Posted by Social Science Research Network
Justifying Antitrust: Prediction, Efficiency, and Welfare
Avishalom Tor (University of Haifa)
Abstract: Scholars and enforcement officials debate the merits and implications of “behavioral antitrust” — the application of empirical evidence showing how human behavior departs systematically and predictably from strict rationality (“bounded rationality”) to antitrust law. Notwithstanding their many disagreements, both sides in this debate recognize that consumers — as opposed to business firms and their managers — are boundedly rational. This article shows, however, that the bounded rationality of consumers poses for antitrust law three distinct, if related, challenges, only the first and most obvious of which has received substantial scholarly attention and analysis to date. The first challenge is the prediction challenge — that is, the concern that antitrust rules and practices that assume consumer rationality mistakenly may condone anticompetitive behavior or prohibit procompetitive business practices because they misinterpret or mispredict the behavior of boundedly rational consumers or the reactions of firms to such behavior.

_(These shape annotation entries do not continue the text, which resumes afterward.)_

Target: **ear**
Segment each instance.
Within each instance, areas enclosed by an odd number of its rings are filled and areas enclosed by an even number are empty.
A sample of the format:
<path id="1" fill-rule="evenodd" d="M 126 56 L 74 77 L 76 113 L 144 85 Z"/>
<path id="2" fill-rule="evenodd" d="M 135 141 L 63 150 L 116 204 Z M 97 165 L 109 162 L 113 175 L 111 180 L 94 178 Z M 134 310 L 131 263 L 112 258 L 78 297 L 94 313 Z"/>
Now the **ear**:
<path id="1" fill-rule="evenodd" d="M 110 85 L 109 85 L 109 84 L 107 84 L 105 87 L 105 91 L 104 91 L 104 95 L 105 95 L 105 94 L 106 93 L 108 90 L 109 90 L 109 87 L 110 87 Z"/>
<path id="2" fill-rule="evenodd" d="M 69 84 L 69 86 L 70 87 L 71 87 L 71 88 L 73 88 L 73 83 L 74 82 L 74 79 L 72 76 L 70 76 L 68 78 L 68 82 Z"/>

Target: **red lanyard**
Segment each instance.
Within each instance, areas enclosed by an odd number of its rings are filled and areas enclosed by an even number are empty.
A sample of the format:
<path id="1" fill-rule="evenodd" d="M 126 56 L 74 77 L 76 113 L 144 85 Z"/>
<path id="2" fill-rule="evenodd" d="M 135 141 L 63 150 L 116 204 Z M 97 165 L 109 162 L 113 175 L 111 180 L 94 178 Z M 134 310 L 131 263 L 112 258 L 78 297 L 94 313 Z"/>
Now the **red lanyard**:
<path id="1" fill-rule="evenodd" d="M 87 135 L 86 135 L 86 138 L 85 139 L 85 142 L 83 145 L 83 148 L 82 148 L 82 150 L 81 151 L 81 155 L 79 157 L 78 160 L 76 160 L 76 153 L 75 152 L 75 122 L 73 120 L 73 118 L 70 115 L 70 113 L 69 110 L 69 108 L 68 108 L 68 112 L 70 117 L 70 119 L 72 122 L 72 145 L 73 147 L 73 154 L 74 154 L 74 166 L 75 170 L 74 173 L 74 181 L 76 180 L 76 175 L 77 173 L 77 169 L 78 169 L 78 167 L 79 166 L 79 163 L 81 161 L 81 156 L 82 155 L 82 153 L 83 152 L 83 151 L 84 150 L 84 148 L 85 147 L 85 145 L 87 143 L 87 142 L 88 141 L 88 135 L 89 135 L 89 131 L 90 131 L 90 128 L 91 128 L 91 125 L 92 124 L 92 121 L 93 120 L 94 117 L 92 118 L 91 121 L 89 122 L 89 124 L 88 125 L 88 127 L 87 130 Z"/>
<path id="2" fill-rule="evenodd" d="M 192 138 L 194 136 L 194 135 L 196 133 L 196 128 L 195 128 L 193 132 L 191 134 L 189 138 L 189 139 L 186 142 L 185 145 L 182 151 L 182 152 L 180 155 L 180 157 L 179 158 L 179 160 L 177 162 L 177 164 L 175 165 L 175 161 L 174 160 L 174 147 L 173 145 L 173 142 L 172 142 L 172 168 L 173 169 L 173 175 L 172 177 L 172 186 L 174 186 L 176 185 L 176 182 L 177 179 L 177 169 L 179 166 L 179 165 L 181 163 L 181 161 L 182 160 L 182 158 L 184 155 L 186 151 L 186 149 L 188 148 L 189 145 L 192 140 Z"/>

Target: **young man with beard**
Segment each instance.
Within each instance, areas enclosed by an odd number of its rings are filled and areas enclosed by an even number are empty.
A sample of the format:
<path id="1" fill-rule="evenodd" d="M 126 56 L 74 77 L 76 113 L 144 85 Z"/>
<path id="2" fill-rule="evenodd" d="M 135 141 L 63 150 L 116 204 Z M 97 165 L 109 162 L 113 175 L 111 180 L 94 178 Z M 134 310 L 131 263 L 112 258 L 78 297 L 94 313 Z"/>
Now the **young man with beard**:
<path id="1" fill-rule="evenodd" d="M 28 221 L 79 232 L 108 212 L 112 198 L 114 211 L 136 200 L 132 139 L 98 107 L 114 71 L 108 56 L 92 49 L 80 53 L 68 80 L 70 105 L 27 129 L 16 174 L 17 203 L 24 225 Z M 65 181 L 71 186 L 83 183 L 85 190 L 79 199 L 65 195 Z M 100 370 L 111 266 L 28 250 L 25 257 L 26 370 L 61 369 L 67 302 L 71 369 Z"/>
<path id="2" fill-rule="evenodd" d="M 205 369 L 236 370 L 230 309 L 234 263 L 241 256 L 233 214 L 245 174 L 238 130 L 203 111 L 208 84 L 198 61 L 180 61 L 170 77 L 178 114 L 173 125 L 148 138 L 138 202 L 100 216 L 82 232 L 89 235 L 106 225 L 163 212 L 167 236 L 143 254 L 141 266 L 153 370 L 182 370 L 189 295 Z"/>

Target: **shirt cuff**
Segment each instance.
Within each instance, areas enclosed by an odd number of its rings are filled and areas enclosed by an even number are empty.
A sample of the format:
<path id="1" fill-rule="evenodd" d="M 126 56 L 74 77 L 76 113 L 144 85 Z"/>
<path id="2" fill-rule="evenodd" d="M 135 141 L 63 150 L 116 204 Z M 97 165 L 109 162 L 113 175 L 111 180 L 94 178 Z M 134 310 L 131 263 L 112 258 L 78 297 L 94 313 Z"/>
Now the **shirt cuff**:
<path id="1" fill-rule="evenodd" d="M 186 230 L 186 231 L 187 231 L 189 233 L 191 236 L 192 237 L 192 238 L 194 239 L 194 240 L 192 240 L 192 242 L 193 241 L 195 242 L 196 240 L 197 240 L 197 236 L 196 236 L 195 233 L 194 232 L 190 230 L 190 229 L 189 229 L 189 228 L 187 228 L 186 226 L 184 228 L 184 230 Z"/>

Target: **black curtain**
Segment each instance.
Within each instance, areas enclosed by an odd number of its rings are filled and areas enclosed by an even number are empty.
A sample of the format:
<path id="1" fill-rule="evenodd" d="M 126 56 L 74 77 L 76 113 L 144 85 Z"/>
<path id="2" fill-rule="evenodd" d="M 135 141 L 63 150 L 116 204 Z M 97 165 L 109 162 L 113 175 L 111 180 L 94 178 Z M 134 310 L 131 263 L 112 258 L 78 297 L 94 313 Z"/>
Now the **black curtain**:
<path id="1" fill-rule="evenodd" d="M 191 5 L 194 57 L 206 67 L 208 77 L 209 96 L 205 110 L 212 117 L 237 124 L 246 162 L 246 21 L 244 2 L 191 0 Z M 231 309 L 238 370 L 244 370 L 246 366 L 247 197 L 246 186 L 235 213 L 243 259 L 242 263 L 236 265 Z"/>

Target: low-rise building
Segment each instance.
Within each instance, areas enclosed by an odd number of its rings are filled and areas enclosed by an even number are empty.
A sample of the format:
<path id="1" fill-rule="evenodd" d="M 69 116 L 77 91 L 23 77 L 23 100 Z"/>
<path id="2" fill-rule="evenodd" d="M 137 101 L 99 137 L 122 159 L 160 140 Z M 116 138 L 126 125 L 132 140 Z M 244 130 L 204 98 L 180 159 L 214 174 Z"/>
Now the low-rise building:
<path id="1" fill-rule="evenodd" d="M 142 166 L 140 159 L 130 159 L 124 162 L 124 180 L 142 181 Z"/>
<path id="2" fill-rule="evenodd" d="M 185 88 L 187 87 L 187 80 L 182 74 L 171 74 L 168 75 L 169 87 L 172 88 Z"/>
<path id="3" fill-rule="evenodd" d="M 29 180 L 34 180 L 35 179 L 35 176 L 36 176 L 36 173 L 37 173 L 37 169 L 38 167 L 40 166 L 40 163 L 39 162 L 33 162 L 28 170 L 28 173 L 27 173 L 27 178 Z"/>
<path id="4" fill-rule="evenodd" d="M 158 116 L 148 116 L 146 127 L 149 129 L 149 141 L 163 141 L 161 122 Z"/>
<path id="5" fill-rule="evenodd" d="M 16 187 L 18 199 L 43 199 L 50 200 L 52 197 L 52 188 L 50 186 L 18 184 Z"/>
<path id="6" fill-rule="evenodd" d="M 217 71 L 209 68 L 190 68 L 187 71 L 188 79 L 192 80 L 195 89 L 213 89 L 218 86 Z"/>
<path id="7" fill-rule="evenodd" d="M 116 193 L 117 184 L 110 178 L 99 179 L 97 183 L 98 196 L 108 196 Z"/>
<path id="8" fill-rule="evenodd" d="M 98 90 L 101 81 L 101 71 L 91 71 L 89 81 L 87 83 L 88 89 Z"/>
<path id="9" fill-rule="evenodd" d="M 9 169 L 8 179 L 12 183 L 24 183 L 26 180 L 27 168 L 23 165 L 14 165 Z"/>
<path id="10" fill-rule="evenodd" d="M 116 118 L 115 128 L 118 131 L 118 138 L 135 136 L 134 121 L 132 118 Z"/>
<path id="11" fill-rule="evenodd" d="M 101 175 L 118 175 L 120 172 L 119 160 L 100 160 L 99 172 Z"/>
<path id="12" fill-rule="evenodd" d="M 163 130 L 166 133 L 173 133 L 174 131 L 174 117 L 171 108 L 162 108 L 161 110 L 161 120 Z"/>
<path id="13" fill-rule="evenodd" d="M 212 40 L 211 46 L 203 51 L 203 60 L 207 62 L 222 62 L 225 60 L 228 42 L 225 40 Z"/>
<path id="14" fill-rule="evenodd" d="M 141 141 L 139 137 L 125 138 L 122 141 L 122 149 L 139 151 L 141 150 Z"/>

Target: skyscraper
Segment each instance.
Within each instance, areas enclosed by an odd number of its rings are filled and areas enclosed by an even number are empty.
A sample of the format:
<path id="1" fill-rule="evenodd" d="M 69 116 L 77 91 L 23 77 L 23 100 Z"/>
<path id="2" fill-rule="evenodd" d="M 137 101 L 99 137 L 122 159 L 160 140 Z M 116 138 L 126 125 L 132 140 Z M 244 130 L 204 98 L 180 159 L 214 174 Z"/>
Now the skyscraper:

Second and more fundamental is the efficiency challenge, which surfaces where consumer bias weakens the causal link between competition and efficiency. For instance, consumers who systematically overestimate the value of a given product or service will manifest excessive demand for it, generating inefficiencies in both allocation and production. The third, least noted but most troubling of all, is the welfare challenge. Behavioral and consumer research both show that consumer choice is often constructed ad-hoc during the process of choice and shaped by context-specific influences. Yet if consumer choice and the resulting aggregate demand do not reflect consumers’ authentic, preexisting preferences — and thus do not maximize individual and aggregate welfare — is there an economic justification for antitrust law? The Article examines these three challenges closely, finding that current doctrine and policy can accommodate the prediction challenge with some modifications. Most importantly, a substantially more modest version of the standard economic justification for antitrust law largely weathers the thorny efficiency and welfare challenges alike.